Liz Claiborne Inc announced earnings for the first quarter. For the first quarter of 2009 and on a GAAP basis, the loss per share from continuing operations was ($0.93) compared to a loss per share from continuing operations of ($0.08) for the first quarter of 2008. Adjusted loss per share from continuing operations for the first quarter of 2009 was ($0.37) compared to adjusted diluted earnings per share ("EPS") from continuing operations of $0.33 for the first quarter of 2008.

Net sales from continuing operations for the first quarter of 2009 were approximately $780 million, a decrease of $316 million, or 28.8%, from the comparable 2008 period (which had an extra week compared to the current year). Excluding the impact of an $88 million decrease associated with brands or certain brand activities that have been licensed, closed or exited and have not been presented as part of discontinued operations and fluctuations in foreign currency exchange rates, which reduced net sales by $41 million, net sales decreased $187 million, or 17.1%.

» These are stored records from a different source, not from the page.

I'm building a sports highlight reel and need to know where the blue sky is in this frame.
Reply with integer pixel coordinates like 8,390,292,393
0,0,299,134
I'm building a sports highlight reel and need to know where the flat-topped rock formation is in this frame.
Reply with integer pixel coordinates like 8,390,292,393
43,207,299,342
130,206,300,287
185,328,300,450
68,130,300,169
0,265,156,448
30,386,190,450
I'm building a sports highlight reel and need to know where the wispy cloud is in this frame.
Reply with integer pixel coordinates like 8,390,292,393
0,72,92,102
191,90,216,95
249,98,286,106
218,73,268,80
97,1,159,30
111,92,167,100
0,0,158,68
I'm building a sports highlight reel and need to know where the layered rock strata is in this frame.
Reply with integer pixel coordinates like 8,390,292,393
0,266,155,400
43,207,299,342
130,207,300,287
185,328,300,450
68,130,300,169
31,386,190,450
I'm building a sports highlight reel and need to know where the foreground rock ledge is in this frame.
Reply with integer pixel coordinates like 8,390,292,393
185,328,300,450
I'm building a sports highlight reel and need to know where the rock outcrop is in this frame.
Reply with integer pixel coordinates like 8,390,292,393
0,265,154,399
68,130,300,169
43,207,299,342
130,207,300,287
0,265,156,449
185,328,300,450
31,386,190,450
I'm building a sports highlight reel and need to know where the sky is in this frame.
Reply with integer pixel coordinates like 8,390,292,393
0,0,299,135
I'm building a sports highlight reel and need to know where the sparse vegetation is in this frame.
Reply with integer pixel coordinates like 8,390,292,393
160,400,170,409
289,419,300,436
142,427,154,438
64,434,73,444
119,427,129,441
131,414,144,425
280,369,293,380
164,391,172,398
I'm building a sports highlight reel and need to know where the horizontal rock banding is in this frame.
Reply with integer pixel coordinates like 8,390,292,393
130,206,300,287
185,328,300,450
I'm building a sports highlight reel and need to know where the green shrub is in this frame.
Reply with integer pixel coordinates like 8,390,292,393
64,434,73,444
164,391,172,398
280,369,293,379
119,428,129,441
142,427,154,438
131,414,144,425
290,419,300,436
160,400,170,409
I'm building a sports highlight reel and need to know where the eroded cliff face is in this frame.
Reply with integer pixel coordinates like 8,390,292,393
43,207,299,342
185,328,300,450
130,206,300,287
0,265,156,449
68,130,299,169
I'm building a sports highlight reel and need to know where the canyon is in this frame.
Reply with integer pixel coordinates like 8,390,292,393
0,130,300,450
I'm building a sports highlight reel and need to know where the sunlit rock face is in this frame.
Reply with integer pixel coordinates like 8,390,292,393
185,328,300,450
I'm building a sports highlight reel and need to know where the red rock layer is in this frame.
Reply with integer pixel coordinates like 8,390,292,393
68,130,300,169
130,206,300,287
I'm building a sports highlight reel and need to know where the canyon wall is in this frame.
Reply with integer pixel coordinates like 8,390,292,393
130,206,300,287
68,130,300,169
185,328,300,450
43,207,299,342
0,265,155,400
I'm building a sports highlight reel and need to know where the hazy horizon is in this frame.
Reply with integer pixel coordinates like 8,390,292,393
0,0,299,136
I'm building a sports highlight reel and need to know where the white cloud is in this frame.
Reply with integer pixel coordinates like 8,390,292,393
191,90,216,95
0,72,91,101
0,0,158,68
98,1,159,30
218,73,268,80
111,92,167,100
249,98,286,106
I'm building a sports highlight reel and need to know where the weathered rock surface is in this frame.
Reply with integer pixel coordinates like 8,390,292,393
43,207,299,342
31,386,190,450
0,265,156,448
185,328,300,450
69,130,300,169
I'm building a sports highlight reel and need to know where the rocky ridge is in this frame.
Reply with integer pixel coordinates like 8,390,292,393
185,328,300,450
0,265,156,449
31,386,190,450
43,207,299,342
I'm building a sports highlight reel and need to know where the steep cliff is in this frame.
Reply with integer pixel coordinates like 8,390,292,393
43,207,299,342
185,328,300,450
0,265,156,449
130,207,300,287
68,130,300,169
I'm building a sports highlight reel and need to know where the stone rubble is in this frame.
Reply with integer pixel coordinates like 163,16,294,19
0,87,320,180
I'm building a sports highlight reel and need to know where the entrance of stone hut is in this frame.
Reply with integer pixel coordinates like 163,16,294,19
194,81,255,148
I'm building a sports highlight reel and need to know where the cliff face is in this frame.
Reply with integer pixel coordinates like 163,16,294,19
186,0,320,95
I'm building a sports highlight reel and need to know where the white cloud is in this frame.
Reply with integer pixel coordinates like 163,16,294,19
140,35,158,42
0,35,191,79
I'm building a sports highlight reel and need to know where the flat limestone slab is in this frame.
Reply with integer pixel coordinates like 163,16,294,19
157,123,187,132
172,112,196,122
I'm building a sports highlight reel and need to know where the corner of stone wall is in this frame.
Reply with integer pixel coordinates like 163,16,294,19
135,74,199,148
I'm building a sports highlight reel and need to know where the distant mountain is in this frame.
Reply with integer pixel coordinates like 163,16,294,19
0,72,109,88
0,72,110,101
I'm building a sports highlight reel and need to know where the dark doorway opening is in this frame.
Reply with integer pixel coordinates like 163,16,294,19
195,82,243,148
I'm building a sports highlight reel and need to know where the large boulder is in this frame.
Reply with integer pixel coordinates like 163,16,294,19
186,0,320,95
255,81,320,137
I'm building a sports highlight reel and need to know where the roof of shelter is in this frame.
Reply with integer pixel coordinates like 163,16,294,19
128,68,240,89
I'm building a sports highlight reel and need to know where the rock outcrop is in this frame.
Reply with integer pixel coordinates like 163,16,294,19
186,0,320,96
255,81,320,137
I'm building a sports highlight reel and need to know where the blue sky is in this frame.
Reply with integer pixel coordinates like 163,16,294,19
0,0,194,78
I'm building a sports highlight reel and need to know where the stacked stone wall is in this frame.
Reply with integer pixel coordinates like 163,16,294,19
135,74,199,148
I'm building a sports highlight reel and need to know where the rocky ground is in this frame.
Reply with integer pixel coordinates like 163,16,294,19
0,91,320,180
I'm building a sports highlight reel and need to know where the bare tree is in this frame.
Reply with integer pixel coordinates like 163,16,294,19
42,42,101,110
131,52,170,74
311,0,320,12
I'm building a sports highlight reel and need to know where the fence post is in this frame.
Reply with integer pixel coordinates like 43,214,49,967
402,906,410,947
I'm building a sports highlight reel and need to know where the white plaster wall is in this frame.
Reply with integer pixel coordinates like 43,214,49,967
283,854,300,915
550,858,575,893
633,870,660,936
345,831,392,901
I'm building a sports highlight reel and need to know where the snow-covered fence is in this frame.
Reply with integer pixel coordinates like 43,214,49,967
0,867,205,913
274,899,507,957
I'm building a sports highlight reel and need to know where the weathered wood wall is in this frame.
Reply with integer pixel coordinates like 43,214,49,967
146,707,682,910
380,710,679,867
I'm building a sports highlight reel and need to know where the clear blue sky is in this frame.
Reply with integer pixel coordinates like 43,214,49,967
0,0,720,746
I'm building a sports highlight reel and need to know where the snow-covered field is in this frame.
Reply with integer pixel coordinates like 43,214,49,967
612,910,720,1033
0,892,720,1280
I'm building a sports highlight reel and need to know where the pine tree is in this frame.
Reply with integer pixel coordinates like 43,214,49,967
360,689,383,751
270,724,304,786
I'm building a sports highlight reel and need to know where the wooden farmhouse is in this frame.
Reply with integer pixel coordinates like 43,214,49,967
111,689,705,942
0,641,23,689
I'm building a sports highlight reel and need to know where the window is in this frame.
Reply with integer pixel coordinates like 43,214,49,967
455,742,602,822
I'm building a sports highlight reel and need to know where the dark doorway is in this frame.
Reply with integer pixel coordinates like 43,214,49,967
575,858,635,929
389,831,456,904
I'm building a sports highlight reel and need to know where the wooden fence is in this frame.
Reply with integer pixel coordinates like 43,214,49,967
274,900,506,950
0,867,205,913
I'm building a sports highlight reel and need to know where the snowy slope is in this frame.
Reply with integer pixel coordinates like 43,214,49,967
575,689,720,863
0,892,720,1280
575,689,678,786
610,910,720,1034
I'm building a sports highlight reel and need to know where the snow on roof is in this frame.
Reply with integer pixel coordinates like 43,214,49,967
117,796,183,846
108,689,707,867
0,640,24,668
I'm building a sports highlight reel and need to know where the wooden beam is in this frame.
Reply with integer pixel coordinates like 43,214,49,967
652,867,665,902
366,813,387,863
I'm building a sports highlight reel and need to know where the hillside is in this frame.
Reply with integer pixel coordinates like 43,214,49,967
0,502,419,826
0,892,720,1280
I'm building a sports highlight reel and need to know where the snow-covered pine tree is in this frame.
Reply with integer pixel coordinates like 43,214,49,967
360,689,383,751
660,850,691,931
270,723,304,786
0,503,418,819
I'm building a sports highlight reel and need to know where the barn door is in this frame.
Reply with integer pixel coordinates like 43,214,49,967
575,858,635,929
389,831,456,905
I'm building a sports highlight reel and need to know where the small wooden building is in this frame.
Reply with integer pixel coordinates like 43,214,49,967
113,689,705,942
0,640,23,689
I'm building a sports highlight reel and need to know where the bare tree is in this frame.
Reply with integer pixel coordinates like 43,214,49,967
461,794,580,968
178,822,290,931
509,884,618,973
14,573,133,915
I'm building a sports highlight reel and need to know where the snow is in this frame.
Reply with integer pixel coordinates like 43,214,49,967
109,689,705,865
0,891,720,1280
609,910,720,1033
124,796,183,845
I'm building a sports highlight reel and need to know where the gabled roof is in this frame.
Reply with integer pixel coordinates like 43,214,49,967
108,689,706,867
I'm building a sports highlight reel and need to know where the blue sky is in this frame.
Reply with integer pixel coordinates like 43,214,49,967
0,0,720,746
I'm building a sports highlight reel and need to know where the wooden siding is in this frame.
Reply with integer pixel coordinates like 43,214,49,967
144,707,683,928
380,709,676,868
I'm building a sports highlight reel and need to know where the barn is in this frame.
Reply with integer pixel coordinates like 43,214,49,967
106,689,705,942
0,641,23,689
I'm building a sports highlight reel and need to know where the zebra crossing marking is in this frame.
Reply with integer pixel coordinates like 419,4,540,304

The adjusted results for the first quarter of 2009 and 2008 exclude the impact of expenses incurred in connection with the Company's streamlining initiatives and brand-exiting activities and a goodwill impairment charge in 2009. The Company believes that the adjusted results for the first quarter of 2009 and 2008 represent a more meaningful presentation of its historical operations and financial performance since these results provide period to period comparisons that are consistent and more easily understood. The attached tables, captioned "Reconciliation of Non-GAAP Financial Information", provide a full reconciliation of actual results to the adjusted results.

William L. McComb, Chief Executive Officer of Liz Claiborne Inc, said: "As indicated on the March earnings call, our operating performance in the first quarter which represents the seasonal low point of the year was further challenged as consumer spending and mall traffic remained at depressed levels. These factors, coupled with a highly promotional retail environment, resulted in comparable store sales decreases of 22% at Juicy Couture, 18% at Lucky Brand, 27% at Kate Spade and 7% at Mexx, while negatively impacting margins in both our retail and wholesale businesses.

Despite these operating challenges, we continued our exceptional expense, balance sheet and cash flow management in the quarter as we recorded total debt of $754 million, a $235 million decrease compared to the first quarter of 2008, inclusive of an $81 million decrease due to changes in foreign currency exchange rates. We generated a 17% reduction in inventory compared to last year, including the impact of brands sold, discontinued, or licensed.

Cash flow from operating activities was very strong at $401 million for the last twelve months, including the receipt of $126 million in net income tax refunds and $75 million associated with our sourcingagreement with Li & Fung, resulting in availability of $166 million in our bank credit facility at the end of the quarter."